Other Key Features of the Interim Rule

  • Components. The interim rule reinforces the fact that it is concerned only with the country of origin for the manufactured end-product – not the components. Where the Buy American Act commonly requires that an end-product be both: (1) manufactured in the U.S.; and (2) consist of more than 50% in domestic component parts, the new photovoltaic “Buy American” requirement requires only that the manufactured photovoltaic device end-product be manufactured in the U.S. or a qualifying country (or a free trade agreement partner, if applicable). This means that a domestically manufactured photovoltaic device could consist of entirely foreign content, so long as the final end-product was manufactured or substantially transformed in an approved country.
  • Commercial Products. The interim rule expressly states that this rule applies to commercial purchases.

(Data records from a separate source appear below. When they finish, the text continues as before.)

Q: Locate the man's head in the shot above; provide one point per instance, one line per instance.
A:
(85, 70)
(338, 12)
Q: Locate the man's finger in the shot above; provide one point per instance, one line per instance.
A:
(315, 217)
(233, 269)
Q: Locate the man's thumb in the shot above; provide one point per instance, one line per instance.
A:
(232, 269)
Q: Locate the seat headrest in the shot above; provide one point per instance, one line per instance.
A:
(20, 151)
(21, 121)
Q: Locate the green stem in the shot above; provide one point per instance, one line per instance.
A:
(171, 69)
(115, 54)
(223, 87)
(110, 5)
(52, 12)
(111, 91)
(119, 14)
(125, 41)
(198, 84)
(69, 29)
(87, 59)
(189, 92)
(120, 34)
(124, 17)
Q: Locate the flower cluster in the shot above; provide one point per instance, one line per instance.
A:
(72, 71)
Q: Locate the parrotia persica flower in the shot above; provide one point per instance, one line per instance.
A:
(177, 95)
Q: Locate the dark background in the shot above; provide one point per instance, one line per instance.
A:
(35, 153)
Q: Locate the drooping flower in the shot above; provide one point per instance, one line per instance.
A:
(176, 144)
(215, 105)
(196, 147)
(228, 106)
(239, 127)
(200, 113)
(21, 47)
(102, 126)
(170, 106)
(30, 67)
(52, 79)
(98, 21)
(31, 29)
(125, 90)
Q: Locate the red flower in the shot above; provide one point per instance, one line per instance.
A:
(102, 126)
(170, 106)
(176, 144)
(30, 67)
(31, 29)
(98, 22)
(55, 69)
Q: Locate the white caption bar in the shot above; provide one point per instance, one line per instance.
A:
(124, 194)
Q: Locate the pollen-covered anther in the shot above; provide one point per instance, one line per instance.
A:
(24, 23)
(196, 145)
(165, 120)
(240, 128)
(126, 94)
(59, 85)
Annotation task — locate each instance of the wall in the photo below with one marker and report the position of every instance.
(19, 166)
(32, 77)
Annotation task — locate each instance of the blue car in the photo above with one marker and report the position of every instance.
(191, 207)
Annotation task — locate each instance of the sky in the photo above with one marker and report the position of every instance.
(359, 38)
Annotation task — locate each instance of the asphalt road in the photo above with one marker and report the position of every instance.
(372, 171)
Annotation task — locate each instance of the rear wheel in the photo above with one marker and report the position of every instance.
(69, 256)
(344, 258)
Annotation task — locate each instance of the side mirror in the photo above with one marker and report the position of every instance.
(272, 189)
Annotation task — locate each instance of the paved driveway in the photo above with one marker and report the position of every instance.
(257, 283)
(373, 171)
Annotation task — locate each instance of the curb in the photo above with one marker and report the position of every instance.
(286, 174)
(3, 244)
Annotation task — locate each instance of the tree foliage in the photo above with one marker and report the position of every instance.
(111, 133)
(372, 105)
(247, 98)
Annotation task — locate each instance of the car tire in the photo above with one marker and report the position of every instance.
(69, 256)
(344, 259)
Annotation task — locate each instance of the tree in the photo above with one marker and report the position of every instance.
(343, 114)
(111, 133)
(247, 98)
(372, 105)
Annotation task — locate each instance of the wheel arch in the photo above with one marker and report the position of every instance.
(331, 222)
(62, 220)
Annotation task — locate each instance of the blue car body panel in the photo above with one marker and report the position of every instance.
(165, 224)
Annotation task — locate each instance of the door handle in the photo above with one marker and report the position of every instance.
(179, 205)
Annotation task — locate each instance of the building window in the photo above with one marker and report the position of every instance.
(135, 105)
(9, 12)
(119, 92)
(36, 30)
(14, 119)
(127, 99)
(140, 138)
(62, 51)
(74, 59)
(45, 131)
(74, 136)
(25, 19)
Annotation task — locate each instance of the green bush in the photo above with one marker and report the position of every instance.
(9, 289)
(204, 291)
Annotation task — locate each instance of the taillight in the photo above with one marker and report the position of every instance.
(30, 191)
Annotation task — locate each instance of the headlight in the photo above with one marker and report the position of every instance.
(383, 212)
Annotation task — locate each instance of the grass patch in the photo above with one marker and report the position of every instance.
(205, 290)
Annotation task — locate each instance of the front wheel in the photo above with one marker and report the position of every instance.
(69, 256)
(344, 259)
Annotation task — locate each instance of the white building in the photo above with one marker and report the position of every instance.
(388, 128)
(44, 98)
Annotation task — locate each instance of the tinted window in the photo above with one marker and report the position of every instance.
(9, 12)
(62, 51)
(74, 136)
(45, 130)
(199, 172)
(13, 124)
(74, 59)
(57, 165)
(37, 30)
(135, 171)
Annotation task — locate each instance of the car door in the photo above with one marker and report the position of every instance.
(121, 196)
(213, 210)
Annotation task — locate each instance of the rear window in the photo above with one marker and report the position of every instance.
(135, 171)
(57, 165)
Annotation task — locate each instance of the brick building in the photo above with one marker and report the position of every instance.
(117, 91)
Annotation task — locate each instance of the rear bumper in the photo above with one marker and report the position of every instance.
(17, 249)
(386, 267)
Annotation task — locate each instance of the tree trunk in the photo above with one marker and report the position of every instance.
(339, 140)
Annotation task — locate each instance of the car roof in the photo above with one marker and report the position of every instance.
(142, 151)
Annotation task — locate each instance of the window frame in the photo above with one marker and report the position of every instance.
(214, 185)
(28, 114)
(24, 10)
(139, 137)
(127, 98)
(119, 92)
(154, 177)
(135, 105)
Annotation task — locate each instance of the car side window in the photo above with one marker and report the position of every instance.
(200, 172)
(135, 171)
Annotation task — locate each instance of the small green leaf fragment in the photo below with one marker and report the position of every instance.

  • Unreasonable Cost Exception Remain Available. An existing exception under the Buy American Act permits DoD to purchase products from non-approved countries when the cost of a product from an approved country is 50% more than the product from a non-approved country. In this respect, the interim rule does not absolutely require the purchase of domestic photovoltaic devices, but merely establishes a sizeable preference for the purchase of domestic products or other qualifying goods.


It is doubtful whether Section 846 was even necessary in the first place – after all, the statute merely directed DoD to ensure that the purchases of photovoltaic devices comply with the Buy American Act and the Trade Agreements Act, two statutes that would have applied to DoD purchases even if Section 846 were never passed. Nevertheless, now that the DFARS has been amended with this interim rule, there should be greater clarity for contractors regarding the types of products that will satisfy the new requirement, as well as the specific procedures on how this new “Buy American” requirement will be implemented (particularly with regard to the valuation of photovoltaic devices being procured as part of a larger government contract). DoD is accepting comments on the interim rule through February 21, 2012.